Preparing for Spring Flooding

· Reading Time: 3 minutes
By Beth Buck
Preparing for Spring Flooding

Spring has sprung, although you wouldn’t know it by the late winter weather throughout the country. But as sure as sun follows rain, garden planting and spring cleaning will be upon us all real soon. At the risk of being a wet blanket, I will point out that spring brings more than April Showers and May flowers; keep in mind that spring often means flooding.

Heavy rains, snow run-off, and saturated soils can turn creeks and rivers into torrents, breaking levies, and making streets become rivers. So ask yourself: how prepared are you to experience a flood in your hometown?

To adequately answer this question, you may need to do a little research. Some cities have emergency plans in place that directly address flooding. This information is often readily available on city government websites. Flood plans usually take into account which areas will be set up as evacuation centers, which streets will be closed, etc; essential information to have during a natural disaster.

Do you happen to know where the floodplain lies, and its general proximity to your house? To my knowledge, the United States has few helpful markers like this Japanese one that says, “do not build below this line.” The American version of this would probably be municipal plat maps that mark out flood plains. If you happen to know of any markers in your area, pay attention. Few municipalities will even allow people to build homes in places where there is a lot of known flooding, but it's always good to double check all the same.

What about the location of dams or reservoirs? Statistically speaking, dams are not very likely to break. But there was that incident with the Teton dam that one time, so I thought I'd mention it.

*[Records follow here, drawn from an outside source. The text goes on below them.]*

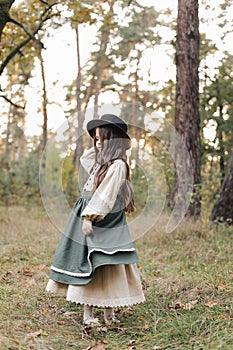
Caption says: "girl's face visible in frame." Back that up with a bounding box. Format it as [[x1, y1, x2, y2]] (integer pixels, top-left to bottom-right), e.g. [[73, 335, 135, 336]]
[[95, 128, 102, 151]]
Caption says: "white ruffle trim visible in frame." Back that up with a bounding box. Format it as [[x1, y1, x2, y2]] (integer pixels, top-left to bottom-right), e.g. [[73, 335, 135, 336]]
[[67, 293, 145, 307], [51, 247, 136, 277], [46, 279, 145, 307]]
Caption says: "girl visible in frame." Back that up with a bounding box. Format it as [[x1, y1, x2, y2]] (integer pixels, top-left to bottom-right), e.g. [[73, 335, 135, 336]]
[[46, 114, 145, 325]]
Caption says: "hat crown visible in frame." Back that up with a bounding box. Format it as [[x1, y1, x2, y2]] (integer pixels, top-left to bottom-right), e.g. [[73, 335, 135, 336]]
[[100, 114, 128, 132]]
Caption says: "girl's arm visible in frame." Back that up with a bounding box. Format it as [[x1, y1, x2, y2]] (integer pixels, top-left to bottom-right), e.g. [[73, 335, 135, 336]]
[[81, 159, 126, 221], [80, 147, 95, 174]]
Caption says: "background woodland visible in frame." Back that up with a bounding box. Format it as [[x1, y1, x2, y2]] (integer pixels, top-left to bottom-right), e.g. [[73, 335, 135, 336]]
[[0, 0, 233, 223]]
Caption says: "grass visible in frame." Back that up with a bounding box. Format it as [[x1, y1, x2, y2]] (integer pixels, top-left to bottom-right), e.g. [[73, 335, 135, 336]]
[[0, 207, 233, 350]]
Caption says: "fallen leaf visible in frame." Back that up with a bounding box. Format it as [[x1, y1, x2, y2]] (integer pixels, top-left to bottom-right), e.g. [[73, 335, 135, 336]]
[[205, 300, 219, 307], [183, 300, 198, 310], [96, 327, 108, 332], [26, 330, 42, 338], [23, 267, 33, 277], [128, 339, 136, 346]]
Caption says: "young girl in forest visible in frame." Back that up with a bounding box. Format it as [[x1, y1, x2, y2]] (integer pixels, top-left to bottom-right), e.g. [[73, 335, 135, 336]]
[[46, 114, 145, 325]]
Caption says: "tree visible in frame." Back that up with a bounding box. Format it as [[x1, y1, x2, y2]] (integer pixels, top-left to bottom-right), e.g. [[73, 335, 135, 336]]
[[171, 0, 201, 217], [210, 152, 233, 225], [0, 0, 15, 40]]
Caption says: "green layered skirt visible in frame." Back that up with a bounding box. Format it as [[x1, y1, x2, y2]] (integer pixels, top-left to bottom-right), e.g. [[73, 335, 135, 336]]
[[47, 192, 138, 286]]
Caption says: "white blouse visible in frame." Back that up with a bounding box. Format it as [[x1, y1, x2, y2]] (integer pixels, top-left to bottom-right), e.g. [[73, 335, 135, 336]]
[[80, 147, 127, 221]]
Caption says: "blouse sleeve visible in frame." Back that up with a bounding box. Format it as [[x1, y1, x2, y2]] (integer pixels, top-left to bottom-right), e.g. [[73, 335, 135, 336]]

Having an understanding of your home's construction can help you prepare as well. As an example, many of the homes that survived Hurricane Harvey were compliant with newer building codes that stipulated that they be build on higher ground.

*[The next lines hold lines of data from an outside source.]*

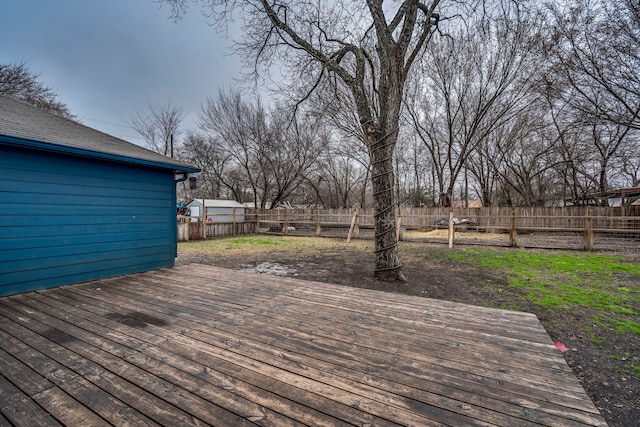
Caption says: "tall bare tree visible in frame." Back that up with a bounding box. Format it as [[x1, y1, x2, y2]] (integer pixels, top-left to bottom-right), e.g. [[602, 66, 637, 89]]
[[129, 101, 184, 157], [407, 13, 538, 206], [161, 0, 452, 280], [193, 92, 327, 209], [0, 61, 77, 120]]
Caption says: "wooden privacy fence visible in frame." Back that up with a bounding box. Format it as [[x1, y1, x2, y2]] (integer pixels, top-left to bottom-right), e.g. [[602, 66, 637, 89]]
[[178, 206, 640, 251], [245, 206, 640, 250], [178, 209, 256, 242]]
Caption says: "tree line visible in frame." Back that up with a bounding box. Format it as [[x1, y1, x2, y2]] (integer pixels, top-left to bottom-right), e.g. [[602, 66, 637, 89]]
[[144, 0, 640, 208]]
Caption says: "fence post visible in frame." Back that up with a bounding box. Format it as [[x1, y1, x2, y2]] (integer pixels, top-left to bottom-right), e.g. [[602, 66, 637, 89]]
[[509, 207, 518, 248], [449, 209, 453, 249], [282, 208, 289, 236], [347, 208, 358, 243], [584, 207, 595, 251], [202, 205, 207, 240], [316, 206, 322, 237]]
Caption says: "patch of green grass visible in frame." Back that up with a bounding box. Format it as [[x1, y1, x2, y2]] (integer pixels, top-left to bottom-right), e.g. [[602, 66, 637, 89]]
[[442, 248, 640, 336], [610, 352, 640, 378]]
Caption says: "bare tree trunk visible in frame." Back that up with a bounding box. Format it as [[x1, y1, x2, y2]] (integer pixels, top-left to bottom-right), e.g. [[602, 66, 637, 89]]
[[367, 127, 406, 281]]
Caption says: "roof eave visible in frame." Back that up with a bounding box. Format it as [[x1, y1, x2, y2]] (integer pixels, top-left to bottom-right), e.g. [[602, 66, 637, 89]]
[[0, 135, 200, 173]]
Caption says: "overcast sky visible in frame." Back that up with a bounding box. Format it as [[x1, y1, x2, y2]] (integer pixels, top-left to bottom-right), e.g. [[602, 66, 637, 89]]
[[0, 0, 240, 144]]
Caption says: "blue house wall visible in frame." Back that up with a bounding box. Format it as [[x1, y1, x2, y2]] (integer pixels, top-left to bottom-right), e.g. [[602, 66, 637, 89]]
[[0, 145, 177, 296]]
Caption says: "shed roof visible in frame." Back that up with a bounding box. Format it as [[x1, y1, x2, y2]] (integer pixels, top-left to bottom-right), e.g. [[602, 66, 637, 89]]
[[0, 96, 199, 172]]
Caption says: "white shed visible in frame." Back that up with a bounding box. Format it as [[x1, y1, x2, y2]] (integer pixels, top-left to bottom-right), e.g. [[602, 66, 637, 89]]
[[186, 199, 245, 223]]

Simply being aware of possible dangers can help you alleviate some of the damage, but only if you do something about it. Keep in mind that the damage done to New Orleans in Hurricane Katrina had been predicted before the event. No one seriously considered that the city would actually be hit with a hurricane powerful enough to break the levies, so nothing was done.

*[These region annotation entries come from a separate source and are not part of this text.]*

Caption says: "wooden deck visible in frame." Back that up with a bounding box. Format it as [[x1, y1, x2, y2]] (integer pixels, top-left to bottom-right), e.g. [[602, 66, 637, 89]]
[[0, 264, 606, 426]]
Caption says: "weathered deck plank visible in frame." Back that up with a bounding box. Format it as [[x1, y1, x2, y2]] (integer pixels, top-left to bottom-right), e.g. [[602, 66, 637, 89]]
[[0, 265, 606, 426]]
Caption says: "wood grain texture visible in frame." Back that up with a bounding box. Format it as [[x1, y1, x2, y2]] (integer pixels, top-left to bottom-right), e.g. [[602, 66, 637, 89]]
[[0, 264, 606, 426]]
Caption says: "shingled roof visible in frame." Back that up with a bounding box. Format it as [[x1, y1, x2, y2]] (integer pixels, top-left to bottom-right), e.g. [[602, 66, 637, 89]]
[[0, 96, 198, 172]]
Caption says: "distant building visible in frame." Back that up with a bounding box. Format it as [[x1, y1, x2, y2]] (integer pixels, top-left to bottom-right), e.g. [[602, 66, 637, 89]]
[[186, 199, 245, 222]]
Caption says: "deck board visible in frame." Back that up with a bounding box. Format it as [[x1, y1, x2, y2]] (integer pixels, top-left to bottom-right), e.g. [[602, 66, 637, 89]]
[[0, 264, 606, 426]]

So what can you do, once you have relevant information in hand? First and foremost, have an evacuation plan, and don't forget to have a couple of run-throughs. Take minimal precautions, like getting flood insurance if you know you live in an area that is prone to flooding. There are free apps you can download for your phone that will keep you up-to-date with flood warnings and alerts.

Probably the most important thing you can do is update your emergency kits. I can never stress this enough – an emergency kit is not something you buy and then let it sit, unused and unlooked at for thirty years. Granola bars expire, elastic in spare socks can degrade and yellow. A truly effective emergency kit is updated at least twice per year. Every member of your family should have one, and each person should know what is in your kit. (Note: if you decide to keep sweets in your kit for the purpose of building morale, perhaps keep that little detail secret from your kids. No closet shelf is too high for a four-year-old when it comes to finding candy.)

Sometimes, even after all you can do, all your research and planning, you are still hit with disaster. It happens. No one could have predicted the insane amount of water that Hurricane Harvey dumped on Houston. I lived in that part of Houston for many years, and we never saw that level of flooding before, though we had experienced our fair share of storms – I almost had to postpone my wedding because of Hurricane Rita.

The people who fare the best even when the worst happens are those who are well-informed and well-prepared. Today is not too soon to start.